"Run away, out of Captain Soames' Company, in his Grace the Duke of Norfolk's regiment of Infantry, quartered at Newport, in Shropshire; Roger Curtis, a barber surgeon, a little man with short black hair, a little curled; round visage, fresh-coloured, in a light coloured coat, with gold and silver buttons, red plush breeches and white hat; he lived formerly at Downham Market, in Norfolk. Whoever will give notice to Francis Baker, agent to the said regiment, in Hatton Garden, so that he may be secured, shall have two guineas reward."*
* "London Gazette," 1689.
A spectator of the Camp of the Household Brigade, on Putney Heath, in October, 1694, describes the three regiments of Guards as wearing scarlet, of course; the 1st, faced with blue; the 2nd, or "Cole-stream," with green; the 3rd Scots, with white; the officers being distinguished by white scarves worn over the left shoulder, and fringed with the colour of the regimental facings. The Holland Regiment (Buffs), are described as wearing red, faced with flesh-colour; the Queen's or Tangier Regiment, red, faced with sea-green; the Lord Admiral's Regiment of Marines, raised in 1664 (and afterwards incorporated by William III., with the 2nd Foot Guards), in doublets and breeches of yellow.
Until the reign of Her present Majesty, red was worn by all the drummers and buglers of the regiment of Artillery; but although, from the earliest period, it was deemed the great national colour of our forces, it is somewhat remarkable that it was not adopted by the English or Irish Militia, until the year 1759, and a song of that period begins:—
"Ye mounseers, give ear, we have nothing to fear,
For the Militia are now clothed in RED, Sirs!
They have hearts that are stout and will never give out,
With Rockingham bold at their head, sirs!
You may brag and may boast, upon your own coast,
And parade it from Dunkirk to Calais;
But have a care now, how you venture too far,
In your flat-bottomed boats to make sallies."
Long denied a militia force, in dread of Jacobite influences, Scotland had none from 1746 till the close of the last century, when, ten years after the death of her "Bonnie Prince Charlie," ten battalions were raised, and their colours and insignia (most of which are now deposited in the Castle of Edinburgh) were designed by the Court of the Lyon King of Arms, then Robert, Earl of Kinnoull, with whom the applications for such were lodged.
In our former chapter, the uniforms of the Irish and Scottish regiments which belonged to the French Line, during the last century, were referred to.
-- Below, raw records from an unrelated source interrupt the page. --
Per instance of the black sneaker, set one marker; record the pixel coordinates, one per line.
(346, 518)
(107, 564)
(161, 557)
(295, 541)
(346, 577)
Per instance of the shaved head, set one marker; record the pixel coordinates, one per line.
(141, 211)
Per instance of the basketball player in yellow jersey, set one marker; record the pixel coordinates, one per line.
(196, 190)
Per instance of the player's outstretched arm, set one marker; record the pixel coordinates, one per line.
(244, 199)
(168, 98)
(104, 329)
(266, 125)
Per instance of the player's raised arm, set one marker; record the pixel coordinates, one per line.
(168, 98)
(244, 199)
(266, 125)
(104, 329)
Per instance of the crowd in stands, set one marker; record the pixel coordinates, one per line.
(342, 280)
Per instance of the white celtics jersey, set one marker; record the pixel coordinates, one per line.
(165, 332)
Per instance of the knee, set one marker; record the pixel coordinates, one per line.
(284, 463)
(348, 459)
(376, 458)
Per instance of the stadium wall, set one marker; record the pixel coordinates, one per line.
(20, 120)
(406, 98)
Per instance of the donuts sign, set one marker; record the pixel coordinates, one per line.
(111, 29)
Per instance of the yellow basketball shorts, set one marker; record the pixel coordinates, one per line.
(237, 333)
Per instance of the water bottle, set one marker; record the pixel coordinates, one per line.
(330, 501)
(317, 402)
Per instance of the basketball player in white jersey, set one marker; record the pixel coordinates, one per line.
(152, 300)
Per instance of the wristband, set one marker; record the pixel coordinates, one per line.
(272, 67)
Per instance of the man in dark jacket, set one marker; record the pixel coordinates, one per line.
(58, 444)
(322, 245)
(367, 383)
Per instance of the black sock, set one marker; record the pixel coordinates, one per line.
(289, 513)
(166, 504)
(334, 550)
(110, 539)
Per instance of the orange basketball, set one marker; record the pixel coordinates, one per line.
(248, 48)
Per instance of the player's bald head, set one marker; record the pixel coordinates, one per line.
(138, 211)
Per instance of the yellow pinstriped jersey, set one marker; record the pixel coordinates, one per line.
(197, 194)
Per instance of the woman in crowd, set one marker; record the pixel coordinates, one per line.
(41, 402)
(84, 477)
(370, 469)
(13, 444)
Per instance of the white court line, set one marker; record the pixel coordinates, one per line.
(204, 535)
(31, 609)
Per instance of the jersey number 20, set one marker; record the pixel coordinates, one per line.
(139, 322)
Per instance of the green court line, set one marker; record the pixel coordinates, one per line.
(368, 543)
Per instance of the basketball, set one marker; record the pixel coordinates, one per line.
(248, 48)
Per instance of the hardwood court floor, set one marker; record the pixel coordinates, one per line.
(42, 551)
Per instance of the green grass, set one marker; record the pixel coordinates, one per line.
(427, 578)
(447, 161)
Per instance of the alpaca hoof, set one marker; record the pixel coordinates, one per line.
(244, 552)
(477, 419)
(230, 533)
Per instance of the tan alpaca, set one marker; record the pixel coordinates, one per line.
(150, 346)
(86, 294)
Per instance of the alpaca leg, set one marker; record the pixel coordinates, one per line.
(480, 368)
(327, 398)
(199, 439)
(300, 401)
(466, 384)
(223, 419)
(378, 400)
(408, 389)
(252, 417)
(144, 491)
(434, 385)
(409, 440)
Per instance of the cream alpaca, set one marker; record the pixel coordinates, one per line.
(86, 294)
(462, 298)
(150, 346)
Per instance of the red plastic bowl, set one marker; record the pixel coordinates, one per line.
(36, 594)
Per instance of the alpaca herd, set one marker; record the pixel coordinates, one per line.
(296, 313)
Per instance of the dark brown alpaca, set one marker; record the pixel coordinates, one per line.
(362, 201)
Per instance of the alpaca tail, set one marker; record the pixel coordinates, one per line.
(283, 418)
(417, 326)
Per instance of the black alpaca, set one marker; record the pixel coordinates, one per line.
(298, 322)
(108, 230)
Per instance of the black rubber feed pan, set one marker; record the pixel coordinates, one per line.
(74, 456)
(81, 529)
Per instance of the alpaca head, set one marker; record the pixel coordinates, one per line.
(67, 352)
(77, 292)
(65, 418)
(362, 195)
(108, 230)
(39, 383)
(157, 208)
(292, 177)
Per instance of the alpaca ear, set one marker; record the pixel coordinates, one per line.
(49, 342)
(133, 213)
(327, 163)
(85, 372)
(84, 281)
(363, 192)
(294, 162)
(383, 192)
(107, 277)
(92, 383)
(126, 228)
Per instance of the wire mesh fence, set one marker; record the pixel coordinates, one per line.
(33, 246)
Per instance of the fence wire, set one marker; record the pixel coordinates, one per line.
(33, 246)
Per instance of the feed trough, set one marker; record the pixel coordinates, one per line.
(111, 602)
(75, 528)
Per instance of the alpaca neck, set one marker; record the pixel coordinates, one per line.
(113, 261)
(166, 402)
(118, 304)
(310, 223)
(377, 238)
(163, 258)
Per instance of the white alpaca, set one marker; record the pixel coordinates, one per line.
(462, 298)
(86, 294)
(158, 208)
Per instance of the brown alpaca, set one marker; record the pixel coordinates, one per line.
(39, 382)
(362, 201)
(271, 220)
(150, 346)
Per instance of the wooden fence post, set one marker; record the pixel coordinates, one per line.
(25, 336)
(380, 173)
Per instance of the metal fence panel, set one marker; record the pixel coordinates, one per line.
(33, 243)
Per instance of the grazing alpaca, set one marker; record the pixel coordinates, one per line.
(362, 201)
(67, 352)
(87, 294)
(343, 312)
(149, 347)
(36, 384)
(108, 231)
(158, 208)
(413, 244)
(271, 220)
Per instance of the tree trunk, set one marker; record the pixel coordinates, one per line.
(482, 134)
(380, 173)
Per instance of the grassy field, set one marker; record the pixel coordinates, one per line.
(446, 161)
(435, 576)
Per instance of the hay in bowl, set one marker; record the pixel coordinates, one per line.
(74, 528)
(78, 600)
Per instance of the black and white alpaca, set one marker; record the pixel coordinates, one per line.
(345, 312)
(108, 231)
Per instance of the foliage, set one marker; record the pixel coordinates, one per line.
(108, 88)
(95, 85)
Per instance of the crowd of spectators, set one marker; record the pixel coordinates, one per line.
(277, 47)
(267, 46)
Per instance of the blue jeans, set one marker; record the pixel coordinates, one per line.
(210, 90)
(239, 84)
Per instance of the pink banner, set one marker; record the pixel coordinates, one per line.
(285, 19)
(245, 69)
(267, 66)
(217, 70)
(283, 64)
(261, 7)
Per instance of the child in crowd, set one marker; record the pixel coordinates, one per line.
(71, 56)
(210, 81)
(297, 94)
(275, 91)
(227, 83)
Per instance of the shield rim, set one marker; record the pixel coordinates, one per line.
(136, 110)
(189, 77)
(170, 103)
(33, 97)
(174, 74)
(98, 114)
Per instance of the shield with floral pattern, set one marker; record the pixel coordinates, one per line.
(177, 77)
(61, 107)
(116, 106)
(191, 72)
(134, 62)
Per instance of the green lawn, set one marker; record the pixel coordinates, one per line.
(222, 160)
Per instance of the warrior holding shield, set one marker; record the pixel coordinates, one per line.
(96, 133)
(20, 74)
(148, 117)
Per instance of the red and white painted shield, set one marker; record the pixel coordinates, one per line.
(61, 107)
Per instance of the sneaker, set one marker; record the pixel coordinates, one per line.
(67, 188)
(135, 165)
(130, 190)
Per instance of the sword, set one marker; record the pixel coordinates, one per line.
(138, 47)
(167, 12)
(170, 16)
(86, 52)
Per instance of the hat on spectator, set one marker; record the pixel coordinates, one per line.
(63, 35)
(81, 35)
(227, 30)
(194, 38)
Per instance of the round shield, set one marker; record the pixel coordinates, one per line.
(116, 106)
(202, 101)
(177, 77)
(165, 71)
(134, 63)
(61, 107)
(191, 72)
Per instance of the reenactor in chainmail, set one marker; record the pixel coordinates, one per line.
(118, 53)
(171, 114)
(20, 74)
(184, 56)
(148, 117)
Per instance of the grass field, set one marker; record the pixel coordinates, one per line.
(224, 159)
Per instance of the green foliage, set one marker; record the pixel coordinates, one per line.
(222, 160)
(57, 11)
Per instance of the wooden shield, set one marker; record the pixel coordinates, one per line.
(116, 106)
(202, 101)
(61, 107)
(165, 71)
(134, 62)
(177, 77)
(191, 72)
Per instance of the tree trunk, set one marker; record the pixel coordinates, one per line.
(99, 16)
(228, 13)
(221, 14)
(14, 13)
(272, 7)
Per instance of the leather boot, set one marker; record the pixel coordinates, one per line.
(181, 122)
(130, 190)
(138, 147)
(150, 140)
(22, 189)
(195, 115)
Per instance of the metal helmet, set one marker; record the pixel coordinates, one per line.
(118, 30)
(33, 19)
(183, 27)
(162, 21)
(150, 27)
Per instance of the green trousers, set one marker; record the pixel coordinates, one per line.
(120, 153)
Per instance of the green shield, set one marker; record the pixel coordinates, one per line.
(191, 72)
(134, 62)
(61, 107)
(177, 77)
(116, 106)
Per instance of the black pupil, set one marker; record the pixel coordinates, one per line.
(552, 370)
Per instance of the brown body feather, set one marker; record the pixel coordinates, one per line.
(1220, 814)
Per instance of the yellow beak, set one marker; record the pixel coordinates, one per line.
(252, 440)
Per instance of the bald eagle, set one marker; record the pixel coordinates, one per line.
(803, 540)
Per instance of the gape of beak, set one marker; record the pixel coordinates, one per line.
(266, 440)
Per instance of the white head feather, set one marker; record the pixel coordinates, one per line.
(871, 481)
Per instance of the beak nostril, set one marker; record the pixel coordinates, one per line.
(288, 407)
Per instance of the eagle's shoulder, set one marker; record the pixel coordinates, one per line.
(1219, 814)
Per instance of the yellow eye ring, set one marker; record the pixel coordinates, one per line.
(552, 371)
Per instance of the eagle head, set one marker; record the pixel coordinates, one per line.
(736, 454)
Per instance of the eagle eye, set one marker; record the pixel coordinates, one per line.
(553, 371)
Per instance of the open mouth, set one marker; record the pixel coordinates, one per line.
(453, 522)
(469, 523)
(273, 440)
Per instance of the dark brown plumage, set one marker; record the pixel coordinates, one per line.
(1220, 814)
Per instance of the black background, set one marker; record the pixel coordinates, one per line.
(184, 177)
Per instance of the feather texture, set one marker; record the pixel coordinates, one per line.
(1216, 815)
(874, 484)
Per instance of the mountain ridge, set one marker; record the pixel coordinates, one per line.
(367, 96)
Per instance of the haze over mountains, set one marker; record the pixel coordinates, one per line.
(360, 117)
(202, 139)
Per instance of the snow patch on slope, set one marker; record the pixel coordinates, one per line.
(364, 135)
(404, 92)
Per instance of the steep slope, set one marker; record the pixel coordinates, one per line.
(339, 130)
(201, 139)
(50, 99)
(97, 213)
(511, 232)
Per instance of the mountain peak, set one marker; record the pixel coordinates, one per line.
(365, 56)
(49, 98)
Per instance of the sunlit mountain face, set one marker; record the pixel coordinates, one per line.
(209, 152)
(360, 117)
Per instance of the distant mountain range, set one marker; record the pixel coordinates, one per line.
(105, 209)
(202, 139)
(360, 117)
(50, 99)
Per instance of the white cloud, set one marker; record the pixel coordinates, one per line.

These corps (according to the "Liste Historique des Troupes de France," 1758,) were numbered as the 92nd, 93rd, 94th, 98th (Gardes de Jacques II.), 99th, and 109th, all Irish; the 107th Royal Écossais under the Duke of Perth, and the 113th Écossais under Lieutenant-General Lord Ogilvie, who died in Scotland in 1803.
The two Scottish regiments wore coats and vests of blue, and their hats were bound with gold. All their Irish brother exiles wore scarlet, with white vests generally, and carried on their colours black or yellow crosses, with the "Couronne d'Angleterre," which had no braver or more bitter enemies, as the terrible day of Fontenoy attested; and where they seem to have acted true to the spirit of the Fenian song:
"Oh, if the colour we must wear.
Is England's cruel red,
Let it remind us of the blood
That Ireland has shed!"
And when our troops landed at Cancalle Bay in 1758, they were surprised to find themselves stoutly opposed by entire battalions in scarlet; and no wonder was it that they were so, for it was the Irish Brigade, whose ranks were manned and officered by the sons and grandsons of the adherents of King James, the same gallant Irish Brigade which was welcomed to the British Establishment in 1794, and, unfortunately, was soon after reduced.